Ein Gespräch mit den Trendexpertinnen Claudia Herke und Annetta Palmisano

Trends – was ist das eigentlich und wie findet man sie? Claudia Herke, Cem Bora und Annetta Palmisano, ihres Zeichens Stil-Experten, wissen es genau. Sie führen ein renommiertes Trend- und Stilbüro in Frankfurt, konzipieren und gestalten regelmäßig die Trendshows großer Messen wie Ambiente. Die zentrale Frage hinter ihrer Arbeit: Wie wollen Menschen in Zukunft wohnen und genießen? Wir haben Claudia Herke und Annetta Palmisano zum Interview getroffen.

Ihr Job ist es, Trends aufzuspüren. Wie gehen Sie dabei vor?

Wir recherchieren und analysieren in unserer Arbeit, welche inspirierenden Designs und Brands aktuell Akzente setzen. Unsere Recherchen konzentrieren sich dabei vor allem auf Entwicklungen in der Mode, der Architektur und dem Produktdesign. Häufen sich bestimmte Design-Ansätze und Richtungen in Bezug auf Oberflächen, Dessins und Formen, manifestiert sich eine entsprechende Trendaussage.

Um diese neuen Impulse sichtbar und verständlich zu machen, fassen wir sie in anschaulichen "Stilwelten" zusammen, die jeweils einen eigenen Farbcharakter mitbringen und inhaltlich unterschiedliche Schwerpunkte aufgreifen. Für die einzelnen Fachmessen und die jeweiligen Branchen beziehungsweise Händlerzielgruppen thematisieren wir die jeweils relevanten Inhalte. Das ist für uns sehr wichtig und beschreibt den Kern unserer Arbeit an den Trends: 

»Visionen benennen, Inspirationen aufzeigen und trotzdem dabei ganz nah an den Produkten bleiben.«

Wie mussten Sie Ihre Arbeitsweise seit der Pandemie anpassen, welche neuen Wege gehen Sie?

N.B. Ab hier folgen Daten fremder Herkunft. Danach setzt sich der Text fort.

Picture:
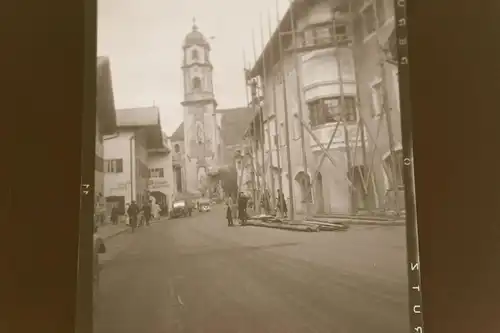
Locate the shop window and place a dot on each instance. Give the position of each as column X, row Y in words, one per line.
column 329, row 110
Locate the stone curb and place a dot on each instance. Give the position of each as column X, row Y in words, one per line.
column 359, row 222
column 357, row 218
column 291, row 227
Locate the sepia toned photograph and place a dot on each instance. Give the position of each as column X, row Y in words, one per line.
column 249, row 169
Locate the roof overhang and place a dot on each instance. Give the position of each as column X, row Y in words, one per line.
column 105, row 104
column 271, row 53
column 148, row 120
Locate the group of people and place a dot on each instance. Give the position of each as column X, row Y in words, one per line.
column 241, row 207
column 150, row 211
column 134, row 214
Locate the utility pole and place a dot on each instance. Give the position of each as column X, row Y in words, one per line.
column 295, row 56
column 287, row 124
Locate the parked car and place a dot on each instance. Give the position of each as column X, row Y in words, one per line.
column 204, row 205
column 181, row 208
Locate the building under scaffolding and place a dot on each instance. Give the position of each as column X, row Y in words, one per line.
column 327, row 87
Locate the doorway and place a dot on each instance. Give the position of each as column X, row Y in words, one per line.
column 304, row 182
column 178, row 179
column 318, row 191
column 363, row 199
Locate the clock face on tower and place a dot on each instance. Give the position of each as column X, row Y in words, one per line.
column 199, row 132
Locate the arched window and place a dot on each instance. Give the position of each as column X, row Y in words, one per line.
column 196, row 83
column 194, row 55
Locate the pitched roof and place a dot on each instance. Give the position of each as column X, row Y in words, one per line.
column 179, row 133
column 141, row 116
column 234, row 123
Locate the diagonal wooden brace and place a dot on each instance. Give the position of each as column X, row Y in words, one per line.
column 315, row 138
column 323, row 155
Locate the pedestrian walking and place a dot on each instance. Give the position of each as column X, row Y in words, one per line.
column 114, row 215
column 132, row 211
column 147, row 210
column 266, row 202
column 282, row 204
column 229, row 211
column 242, row 209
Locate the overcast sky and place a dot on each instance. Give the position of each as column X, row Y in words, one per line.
column 143, row 40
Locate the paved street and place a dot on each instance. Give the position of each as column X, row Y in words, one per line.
column 196, row 275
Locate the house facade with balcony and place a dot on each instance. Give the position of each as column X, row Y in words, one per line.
column 178, row 164
column 335, row 66
column 126, row 156
column 160, row 184
column 105, row 124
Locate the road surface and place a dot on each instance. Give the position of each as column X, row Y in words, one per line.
column 196, row 275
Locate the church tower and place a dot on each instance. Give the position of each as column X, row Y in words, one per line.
column 200, row 122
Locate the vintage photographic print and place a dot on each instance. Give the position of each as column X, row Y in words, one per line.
column 253, row 168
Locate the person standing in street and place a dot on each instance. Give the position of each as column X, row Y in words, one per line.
column 114, row 215
column 147, row 209
column 242, row 208
column 282, row 204
column 229, row 211
column 133, row 211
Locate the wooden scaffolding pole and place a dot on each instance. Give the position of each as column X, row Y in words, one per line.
column 287, row 123
column 240, row 185
column 343, row 119
column 276, row 140
column 264, row 96
column 297, row 65
column 390, row 132
column 259, row 134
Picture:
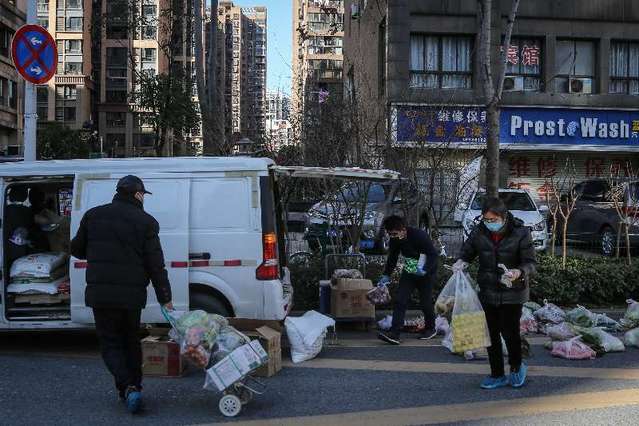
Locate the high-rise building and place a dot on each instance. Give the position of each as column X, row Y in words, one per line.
column 124, row 53
column 278, row 105
column 12, row 16
column 318, row 31
column 244, row 84
column 67, row 98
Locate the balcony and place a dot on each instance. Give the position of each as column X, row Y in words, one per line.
column 77, row 80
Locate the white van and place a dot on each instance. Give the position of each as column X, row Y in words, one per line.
column 219, row 227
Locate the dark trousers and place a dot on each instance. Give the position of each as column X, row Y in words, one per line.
column 503, row 320
column 407, row 284
column 118, row 333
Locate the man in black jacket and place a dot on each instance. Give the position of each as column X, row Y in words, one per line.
column 121, row 245
column 420, row 268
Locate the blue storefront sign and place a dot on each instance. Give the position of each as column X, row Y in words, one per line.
column 562, row 126
column 417, row 124
column 519, row 126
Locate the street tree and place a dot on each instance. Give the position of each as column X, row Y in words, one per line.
column 58, row 142
column 492, row 81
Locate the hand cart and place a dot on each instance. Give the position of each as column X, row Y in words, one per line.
column 239, row 392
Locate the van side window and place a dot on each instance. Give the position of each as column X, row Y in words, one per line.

In unserem Alltag, der zunehmend von Stress und besorgniserregenden Nachrichten dominiert wird, haben Ängste und Verunsicherungen mit den Auswirkungen der Pandemie eine ganz neue Dimension erreicht. Da tritt erst einmal einiges in den Hintergrund.

Inspirationen und Informationen für die richtige Wahl bei der Gestaltung oder beim Produkteinkauf bleibt aber ein sehr wichtiges Thema für ein Unternehmen. Die Möglichkeiten, sich zu informieren sind groß – die Vielfalt der Designs immens – gerade in der digitalen Welt.

Da braucht es viel Zeit und vor allem Fachkompetenz, um eine ernstzunehmende und objektive Analyse zu erzielen. Für uns ist eine sachliche, fachkompetente Auswertung oberstes Gebot und hat so gar nichts mit dem Promoten oder Bewerben von einzelnen Designs oder Marken zu tun.

Unsere Aufgabe ist es, aus einer nahezu unüberschaubaren Vielfalt eine konzentrierte, relevante und unbestechliche Orientierungshilfe anzubieten. Das ist für den Markt ein nicht zu unterschätzender und hilfreicher Anker.

Besonders herausfordernd waren aber natürlich die letzten beiden Ausnahme-Jahre – die Situation hat die Recherche-Arbeit wirklich sehr verändert. Wir haben uns dann auch im ersten Schritt auf Themen-Gerüste fokussiert, die sich stark an den gesellschaftlichen Entwicklungen und am Umgang mit der Pandemie orientieren:

»Wie werden sich gesellschaftliche Ängste, Klima- und Umweltfragen in der Gestaltung der Wohnräume und im Produktdesign ausdrücken? Auf diese zentrale Frage galt es Antworten zu finden, in einer Zeit, in der die wichtigsten und einflussreichsten Messeschauplätze für Design geschlossen bleiben mussten.«

Neben den Kampagnen der namhaften Möbelhersteller und dem Industrie- und Produktdesign der wichtigsten Designer schauten wir noch stärker auf die "Maker“, auf junge Designstudios und Ateliers sowie auf Galerien, deren Ausstellungskonzepte an der Schnittstelle von Kunst und Design liegen.

Besonders motivierend: Die hier kuratierten Künstler und Designer zeigten eine zusätzliche und neue Facette. Dazu kommen engagierte Designexperimente, aktuelle Materialforschung und innovative Produktentwicklungen – jenseits der großen Möbel- und Produktindustrie. Und natürlich bekommen auch Start-ups, Designschulen und Akademien, die immer wieder spannende und frische Impulse setzten, eine noch größere Beachtung.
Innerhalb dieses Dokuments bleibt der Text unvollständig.